Setting nutrient boundaries to protect aquatic communities: The importance of comparing observed and predicted classifications using measures derived from a confusion matrix.

Defining nutrient thresholds that protect and support the ecological integrity of aquatic ecosystems is a fundamental step in maintaining their natural biodiversity and preserving their resilience. With increasing catchment pressures and climate change, it is more important than ever to develop clear methods to establish thresholds for status classification and management of waters. This must often be achieved using complex data and should be robust to interference from additional pressures as well as ameliorating or confounding conditions. We use both artificial and real data to examine challenges in setting nutrient thresholds in unbalanced and skewed data. We found significant advantages to using binary logistic regression over other techniques.
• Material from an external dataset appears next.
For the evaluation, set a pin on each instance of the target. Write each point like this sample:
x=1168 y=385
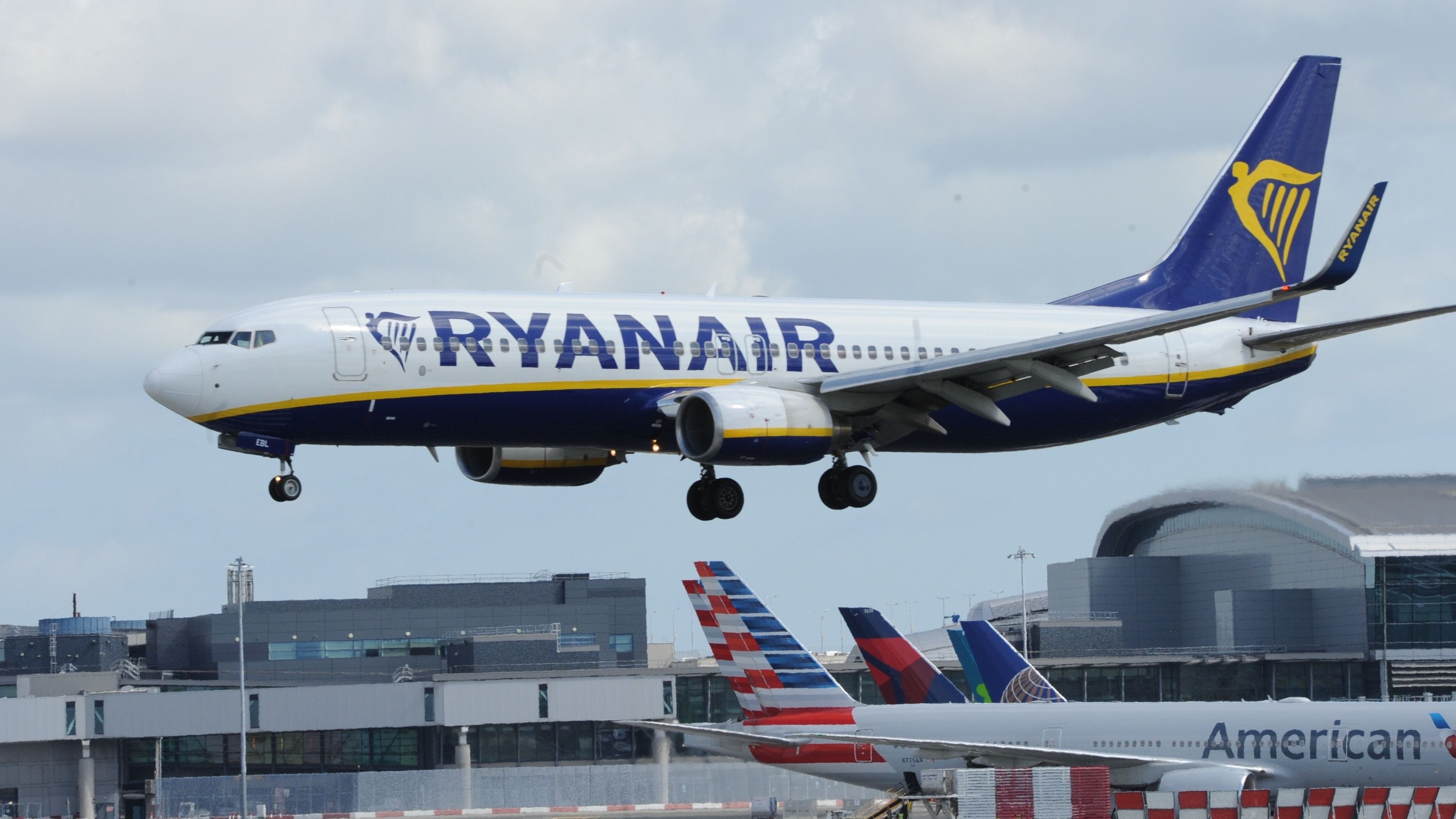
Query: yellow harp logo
x=1285 y=197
However, one of the key challenges is objectively selecting a probability from which to derive the nutrient threshold. For this purpose, the examination of the proportions of matching and mismatching status classifications of nutrients and a biological quality element using a confusion matrix is a key step that should be more widely adopted in threshold selection. We examined a large array of statistical measures of classification accuracy and their performance over combinations of skewness and imbalance in the data. The most appropriate threshold probability is a compromise between maximising overall classification accuracy and reducing mismatches expressed as commission (false positives) without excessive omission (false negatives). An application to a lake type indicated total phosphorus thresholds that would be around 50 µg l-1 lower than the threshold achieved by an 'unguided' approach, indicating that this approach is a very significant development meriting attention from national authorities responsible for water management.